Setelah mengupayakan sasi dan berkolaborasi dengan pihak LSM konservasi, sasi berhasil diadakan kembali. Hasilnya terbukti membawa kesejahteraan masyarakat, karena hasil panen saat buka sasi punya nilai ekonomi tinggi di pelelangan.
Kisahnya kelompok Waifuna ini menginspirasi kampung-kampung lainnya di Misool untuk menghadirkan kembali sasi, sekaligus upaya konservasi Raja Ampat. Pemerintah Kabupaten Raja Ampat pun, sampai saat ini, terus memetakan kawasan sasi sebagai konservasi berbasis pengetahuan masyarakat tradisional.
Ekologi Raja Ampat di antara pariwisata dan tambang
Praktik tradisional dan keindahan bentang alam Raja Ampat mengundang masyarakat dunia untuk datang berwisata.
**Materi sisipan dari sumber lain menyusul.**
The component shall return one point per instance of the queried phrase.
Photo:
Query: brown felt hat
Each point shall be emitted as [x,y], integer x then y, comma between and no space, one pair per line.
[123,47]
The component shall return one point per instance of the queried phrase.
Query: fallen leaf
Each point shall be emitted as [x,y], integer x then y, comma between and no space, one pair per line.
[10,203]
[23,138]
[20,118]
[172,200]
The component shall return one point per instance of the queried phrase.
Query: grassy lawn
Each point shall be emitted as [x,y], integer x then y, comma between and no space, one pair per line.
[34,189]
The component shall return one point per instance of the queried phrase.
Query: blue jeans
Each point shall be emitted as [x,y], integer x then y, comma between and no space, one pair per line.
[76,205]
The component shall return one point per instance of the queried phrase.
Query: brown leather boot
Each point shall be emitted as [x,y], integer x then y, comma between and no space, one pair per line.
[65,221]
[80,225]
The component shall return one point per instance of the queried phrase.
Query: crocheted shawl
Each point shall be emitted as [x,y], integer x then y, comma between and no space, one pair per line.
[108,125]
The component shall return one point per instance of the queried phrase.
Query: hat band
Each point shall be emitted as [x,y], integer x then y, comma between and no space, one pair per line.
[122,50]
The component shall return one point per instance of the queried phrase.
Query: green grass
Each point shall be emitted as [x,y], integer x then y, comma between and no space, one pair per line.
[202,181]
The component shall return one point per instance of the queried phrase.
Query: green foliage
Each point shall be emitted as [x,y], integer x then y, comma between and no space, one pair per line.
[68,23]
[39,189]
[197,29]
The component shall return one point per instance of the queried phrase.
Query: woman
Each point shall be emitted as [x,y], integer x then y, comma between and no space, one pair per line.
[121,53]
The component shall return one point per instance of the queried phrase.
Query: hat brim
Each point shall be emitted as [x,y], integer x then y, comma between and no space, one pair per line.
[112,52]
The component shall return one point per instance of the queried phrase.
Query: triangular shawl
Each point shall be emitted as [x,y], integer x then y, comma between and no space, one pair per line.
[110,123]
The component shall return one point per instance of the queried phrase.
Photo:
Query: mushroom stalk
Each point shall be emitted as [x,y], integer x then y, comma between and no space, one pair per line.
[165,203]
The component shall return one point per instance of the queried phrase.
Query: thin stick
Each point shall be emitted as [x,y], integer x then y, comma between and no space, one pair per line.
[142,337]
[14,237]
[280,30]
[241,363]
Dinas Pariwisata Kabupaten Raja Ampat mencatat ada pelonjakan kunjungan wisatawan sebesar 61 persen pada 2024 dibandingkan tahun sebelumnya. Kepulauan di ujung kawasan Kepala Burung Papua ini pun mendapat predikat wisata prioritas oleh Kementerian Pariwisata.
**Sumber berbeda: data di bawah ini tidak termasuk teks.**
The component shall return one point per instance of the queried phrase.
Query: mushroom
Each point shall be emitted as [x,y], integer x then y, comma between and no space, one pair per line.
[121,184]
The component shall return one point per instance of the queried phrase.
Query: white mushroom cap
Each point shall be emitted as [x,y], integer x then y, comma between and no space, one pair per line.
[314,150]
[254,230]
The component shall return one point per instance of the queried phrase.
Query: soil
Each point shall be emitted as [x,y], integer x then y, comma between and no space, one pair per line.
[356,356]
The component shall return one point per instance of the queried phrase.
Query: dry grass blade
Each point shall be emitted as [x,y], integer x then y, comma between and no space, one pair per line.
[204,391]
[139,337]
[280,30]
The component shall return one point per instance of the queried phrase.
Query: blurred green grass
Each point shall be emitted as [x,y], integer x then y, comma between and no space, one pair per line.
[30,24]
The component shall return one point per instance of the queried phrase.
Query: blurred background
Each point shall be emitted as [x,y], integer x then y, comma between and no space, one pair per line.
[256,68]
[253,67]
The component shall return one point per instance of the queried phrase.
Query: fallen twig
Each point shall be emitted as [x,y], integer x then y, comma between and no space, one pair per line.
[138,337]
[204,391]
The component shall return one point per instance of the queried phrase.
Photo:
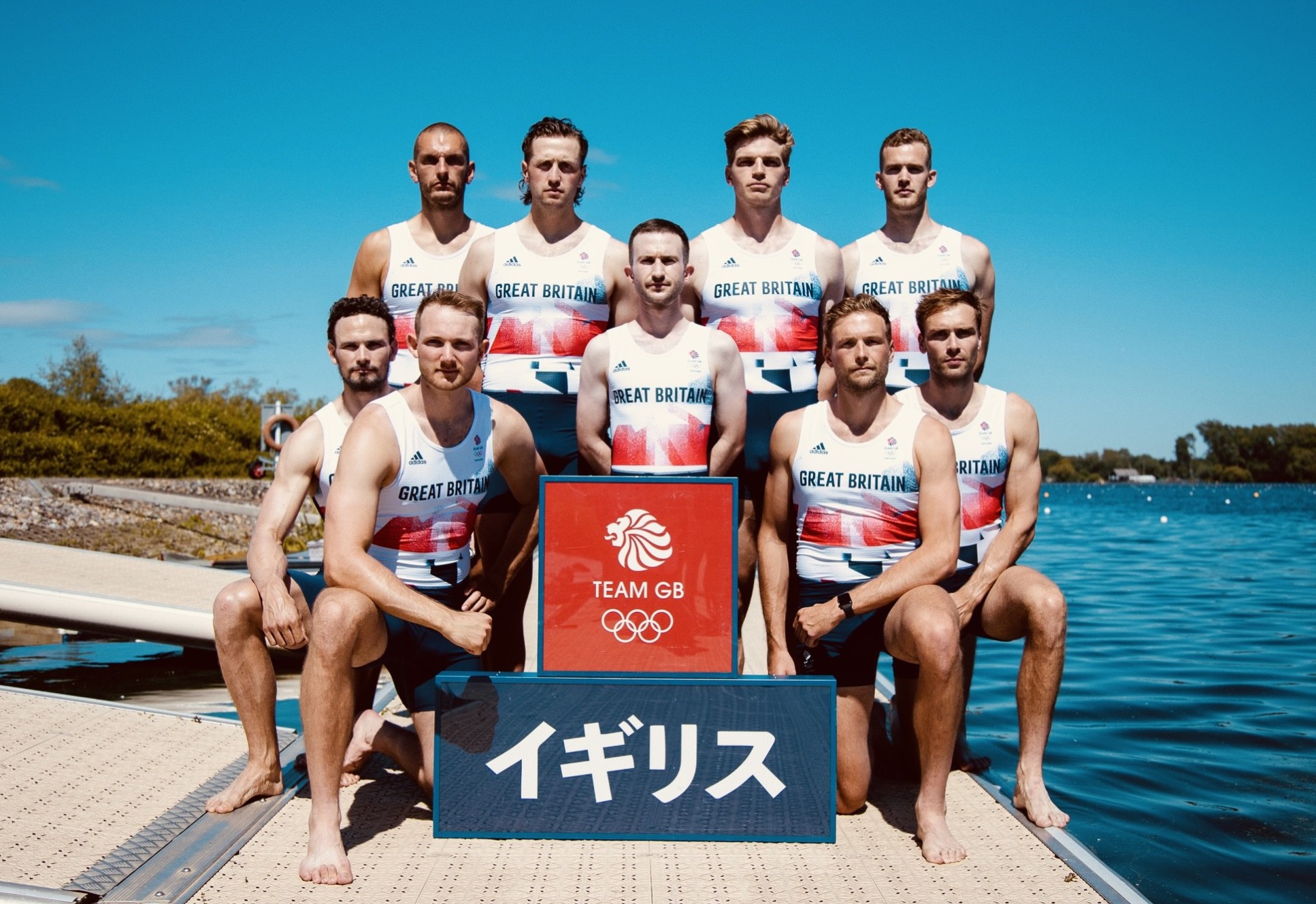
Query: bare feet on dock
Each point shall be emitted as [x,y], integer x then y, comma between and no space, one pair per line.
[1032,799]
[325,862]
[935,839]
[966,761]
[252,782]
[359,747]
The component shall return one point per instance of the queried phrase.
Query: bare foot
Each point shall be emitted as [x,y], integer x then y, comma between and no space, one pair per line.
[965,758]
[325,862]
[935,839]
[361,747]
[1031,798]
[252,782]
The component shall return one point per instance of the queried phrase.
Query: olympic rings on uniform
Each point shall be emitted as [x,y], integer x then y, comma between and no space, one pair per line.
[638,623]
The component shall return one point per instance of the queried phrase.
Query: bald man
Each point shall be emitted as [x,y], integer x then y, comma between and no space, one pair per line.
[418,257]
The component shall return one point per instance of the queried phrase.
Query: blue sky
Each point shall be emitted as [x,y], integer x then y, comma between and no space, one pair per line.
[187,184]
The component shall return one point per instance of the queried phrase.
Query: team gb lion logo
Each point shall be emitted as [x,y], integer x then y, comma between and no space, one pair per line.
[642,543]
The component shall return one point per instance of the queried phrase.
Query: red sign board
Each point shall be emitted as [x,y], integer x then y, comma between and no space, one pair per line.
[638,575]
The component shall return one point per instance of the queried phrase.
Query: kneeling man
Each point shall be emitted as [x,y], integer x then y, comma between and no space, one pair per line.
[997,440]
[415,466]
[652,390]
[877,513]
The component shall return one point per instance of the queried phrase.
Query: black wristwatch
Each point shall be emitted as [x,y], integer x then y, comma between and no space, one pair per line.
[846,604]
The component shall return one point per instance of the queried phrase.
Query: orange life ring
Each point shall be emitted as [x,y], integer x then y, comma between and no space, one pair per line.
[267,428]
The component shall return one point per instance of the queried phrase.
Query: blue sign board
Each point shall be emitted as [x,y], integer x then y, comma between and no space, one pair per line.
[662,758]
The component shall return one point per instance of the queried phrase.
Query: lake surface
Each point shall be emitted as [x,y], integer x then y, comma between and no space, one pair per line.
[1185,737]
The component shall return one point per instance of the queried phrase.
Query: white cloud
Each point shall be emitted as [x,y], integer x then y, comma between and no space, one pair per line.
[32,182]
[44,312]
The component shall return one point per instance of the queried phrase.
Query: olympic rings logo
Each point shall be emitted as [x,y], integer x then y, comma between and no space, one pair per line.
[638,623]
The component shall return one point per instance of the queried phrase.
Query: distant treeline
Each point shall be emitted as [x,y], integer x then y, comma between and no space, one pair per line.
[1235,454]
[83,421]
[80,421]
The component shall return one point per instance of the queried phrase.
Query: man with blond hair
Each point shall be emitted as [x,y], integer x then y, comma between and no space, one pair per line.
[862,489]
[414,469]
[997,442]
[761,279]
[424,255]
[912,255]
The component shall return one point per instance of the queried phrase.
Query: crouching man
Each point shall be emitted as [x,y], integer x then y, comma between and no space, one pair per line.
[414,469]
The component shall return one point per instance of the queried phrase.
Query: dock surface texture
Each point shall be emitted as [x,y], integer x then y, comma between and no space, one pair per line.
[111,801]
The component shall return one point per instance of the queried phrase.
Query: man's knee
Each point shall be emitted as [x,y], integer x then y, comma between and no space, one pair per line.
[340,617]
[237,609]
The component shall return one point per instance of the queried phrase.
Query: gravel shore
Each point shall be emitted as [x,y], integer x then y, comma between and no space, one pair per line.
[42,512]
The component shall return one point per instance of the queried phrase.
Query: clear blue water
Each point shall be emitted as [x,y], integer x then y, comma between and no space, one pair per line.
[1185,739]
[1185,736]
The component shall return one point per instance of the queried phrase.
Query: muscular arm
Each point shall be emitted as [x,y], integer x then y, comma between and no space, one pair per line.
[985,287]
[938,530]
[369,461]
[367,273]
[520,466]
[283,622]
[1023,482]
[593,408]
[728,404]
[621,293]
[776,533]
[849,265]
[476,270]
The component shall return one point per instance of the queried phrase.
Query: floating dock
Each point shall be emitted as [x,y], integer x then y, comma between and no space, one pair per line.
[103,802]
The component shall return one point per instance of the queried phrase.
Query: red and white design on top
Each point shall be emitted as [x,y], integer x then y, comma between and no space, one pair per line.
[659,406]
[427,515]
[542,312]
[411,275]
[857,504]
[899,282]
[769,304]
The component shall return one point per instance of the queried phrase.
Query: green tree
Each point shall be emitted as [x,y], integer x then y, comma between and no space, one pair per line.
[82,376]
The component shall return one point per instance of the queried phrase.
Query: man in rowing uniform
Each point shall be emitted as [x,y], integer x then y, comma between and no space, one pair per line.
[411,259]
[912,255]
[997,440]
[273,606]
[872,486]
[759,278]
[550,283]
[652,390]
[414,469]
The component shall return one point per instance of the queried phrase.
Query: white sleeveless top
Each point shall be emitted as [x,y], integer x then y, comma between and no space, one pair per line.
[982,462]
[768,303]
[427,515]
[899,282]
[333,431]
[412,274]
[857,504]
[659,406]
[542,314]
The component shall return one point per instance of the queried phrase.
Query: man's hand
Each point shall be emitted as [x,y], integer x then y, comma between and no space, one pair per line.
[470,630]
[815,622]
[779,662]
[283,622]
[477,602]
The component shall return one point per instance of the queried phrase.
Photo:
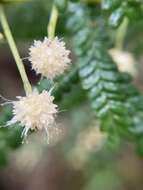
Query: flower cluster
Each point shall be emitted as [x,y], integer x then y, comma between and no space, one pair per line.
[35,111]
[49,57]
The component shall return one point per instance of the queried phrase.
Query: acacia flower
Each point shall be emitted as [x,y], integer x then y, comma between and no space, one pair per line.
[49,57]
[35,111]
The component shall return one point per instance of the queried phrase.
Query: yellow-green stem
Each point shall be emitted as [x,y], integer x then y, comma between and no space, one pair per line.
[14,50]
[121,33]
[53,22]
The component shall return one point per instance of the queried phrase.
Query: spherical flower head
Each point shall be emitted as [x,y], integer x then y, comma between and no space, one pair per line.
[35,111]
[49,57]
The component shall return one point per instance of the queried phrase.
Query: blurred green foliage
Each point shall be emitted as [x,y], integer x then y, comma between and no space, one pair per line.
[92,27]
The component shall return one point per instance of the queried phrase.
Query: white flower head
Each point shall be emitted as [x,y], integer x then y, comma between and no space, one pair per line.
[49,57]
[35,111]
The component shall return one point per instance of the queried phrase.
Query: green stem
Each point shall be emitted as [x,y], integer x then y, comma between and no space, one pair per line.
[14,50]
[53,22]
[121,33]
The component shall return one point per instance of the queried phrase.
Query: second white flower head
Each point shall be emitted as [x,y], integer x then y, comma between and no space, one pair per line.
[49,57]
[35,111]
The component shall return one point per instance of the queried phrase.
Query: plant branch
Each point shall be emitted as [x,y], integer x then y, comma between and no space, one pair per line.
[53,22]
[14,50]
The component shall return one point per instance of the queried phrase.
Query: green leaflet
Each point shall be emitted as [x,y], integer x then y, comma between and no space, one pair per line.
[113,97]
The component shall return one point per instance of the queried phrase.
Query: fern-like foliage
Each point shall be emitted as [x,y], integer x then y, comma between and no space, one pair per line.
[113,97]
Pariwisata memberi keuntungan bagi masyarakat lokal lewat pertukaran pengetahuan dengan wisatawan. Keuntungan lainnya juga berupa pemasukan pada usaha-usaha kecil menengah yang di kelola masyarakat seperti penginapan dan cendera mata.
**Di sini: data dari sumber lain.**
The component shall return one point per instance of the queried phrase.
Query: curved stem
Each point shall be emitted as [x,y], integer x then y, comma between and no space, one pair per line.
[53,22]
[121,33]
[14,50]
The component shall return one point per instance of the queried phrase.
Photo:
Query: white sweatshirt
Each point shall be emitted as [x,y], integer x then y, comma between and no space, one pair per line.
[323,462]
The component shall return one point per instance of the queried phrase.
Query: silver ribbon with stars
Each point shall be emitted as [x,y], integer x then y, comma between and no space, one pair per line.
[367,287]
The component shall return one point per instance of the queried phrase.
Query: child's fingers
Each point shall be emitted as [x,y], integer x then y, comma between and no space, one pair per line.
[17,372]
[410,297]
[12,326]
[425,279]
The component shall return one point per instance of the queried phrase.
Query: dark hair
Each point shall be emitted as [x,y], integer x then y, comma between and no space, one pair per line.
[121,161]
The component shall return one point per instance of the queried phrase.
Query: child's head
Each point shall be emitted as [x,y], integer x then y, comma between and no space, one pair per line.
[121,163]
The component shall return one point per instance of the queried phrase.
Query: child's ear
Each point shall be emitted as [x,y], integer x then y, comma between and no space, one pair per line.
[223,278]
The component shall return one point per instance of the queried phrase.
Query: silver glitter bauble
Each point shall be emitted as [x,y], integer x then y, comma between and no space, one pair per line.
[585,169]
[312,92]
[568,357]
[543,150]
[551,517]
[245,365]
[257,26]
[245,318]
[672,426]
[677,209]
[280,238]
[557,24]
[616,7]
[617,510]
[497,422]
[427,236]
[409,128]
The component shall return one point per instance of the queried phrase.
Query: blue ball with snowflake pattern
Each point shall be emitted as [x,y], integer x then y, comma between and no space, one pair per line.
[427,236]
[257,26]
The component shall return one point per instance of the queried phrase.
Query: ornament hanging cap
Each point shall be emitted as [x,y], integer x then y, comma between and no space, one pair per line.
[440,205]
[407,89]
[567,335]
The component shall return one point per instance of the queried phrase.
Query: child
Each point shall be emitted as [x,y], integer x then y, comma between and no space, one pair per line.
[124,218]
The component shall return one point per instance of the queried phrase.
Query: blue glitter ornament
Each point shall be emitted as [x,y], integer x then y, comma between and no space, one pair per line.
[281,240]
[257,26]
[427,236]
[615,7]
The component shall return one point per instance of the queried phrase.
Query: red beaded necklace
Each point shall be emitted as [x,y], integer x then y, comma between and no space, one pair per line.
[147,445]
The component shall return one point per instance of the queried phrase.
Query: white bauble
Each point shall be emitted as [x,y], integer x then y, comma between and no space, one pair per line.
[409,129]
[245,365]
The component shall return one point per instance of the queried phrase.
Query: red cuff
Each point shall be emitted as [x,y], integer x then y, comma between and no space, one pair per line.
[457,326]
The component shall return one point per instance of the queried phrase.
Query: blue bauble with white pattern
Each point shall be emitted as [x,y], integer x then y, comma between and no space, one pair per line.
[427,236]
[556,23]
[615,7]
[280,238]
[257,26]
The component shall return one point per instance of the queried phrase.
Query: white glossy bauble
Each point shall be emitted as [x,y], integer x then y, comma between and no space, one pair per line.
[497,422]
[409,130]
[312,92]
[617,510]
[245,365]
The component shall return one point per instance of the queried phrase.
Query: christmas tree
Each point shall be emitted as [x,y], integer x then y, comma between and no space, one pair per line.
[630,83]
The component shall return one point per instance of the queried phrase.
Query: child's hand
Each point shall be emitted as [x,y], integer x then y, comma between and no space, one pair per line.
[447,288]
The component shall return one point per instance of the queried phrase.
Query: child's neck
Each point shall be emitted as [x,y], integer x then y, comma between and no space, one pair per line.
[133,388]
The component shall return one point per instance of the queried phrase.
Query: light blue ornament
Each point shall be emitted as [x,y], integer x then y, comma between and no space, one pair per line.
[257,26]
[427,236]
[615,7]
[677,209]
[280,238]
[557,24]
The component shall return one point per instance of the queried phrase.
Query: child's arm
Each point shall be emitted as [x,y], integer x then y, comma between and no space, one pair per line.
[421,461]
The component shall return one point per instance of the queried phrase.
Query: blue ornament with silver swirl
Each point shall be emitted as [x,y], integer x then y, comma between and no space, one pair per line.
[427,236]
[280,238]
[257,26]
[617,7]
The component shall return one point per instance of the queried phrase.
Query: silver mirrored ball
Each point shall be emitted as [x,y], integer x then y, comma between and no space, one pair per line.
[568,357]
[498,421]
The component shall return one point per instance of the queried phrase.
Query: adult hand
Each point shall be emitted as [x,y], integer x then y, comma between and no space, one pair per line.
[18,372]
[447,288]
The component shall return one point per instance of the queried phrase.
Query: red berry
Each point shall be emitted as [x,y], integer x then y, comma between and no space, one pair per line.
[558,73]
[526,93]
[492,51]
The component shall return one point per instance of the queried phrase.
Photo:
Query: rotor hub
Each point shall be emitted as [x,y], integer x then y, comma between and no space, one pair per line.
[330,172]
Sayangnya, pendekatan industri pariwisata ini masih menyisakan dilema ekologis. Beberapa bangunan berdiri untuk memenuhi kepentingan pariwisata, namun mengabaikan aspek kelestarian alamnya. Ada pun, kekayaan tradisional mungkin menjadi tontonan romantisasi, alih-alih mendorong pertukaran lebih mendalam pengetahuan normatif dalam pelestarian lingkungan.
Raja Ampat dengan kekayaan alamnya mulai disasar dengan pendekatan politik ekologis yang tidak berkelanjutan. Setidaknya ada empat perusahaan industri nikel yang beroperasi di pulau-pulau kecil Raja Ampat. Industri ekstraktif ini tidak hanya merusak ekosistem hutan, tetapi juga laut sebagai ruang vital masyarakat.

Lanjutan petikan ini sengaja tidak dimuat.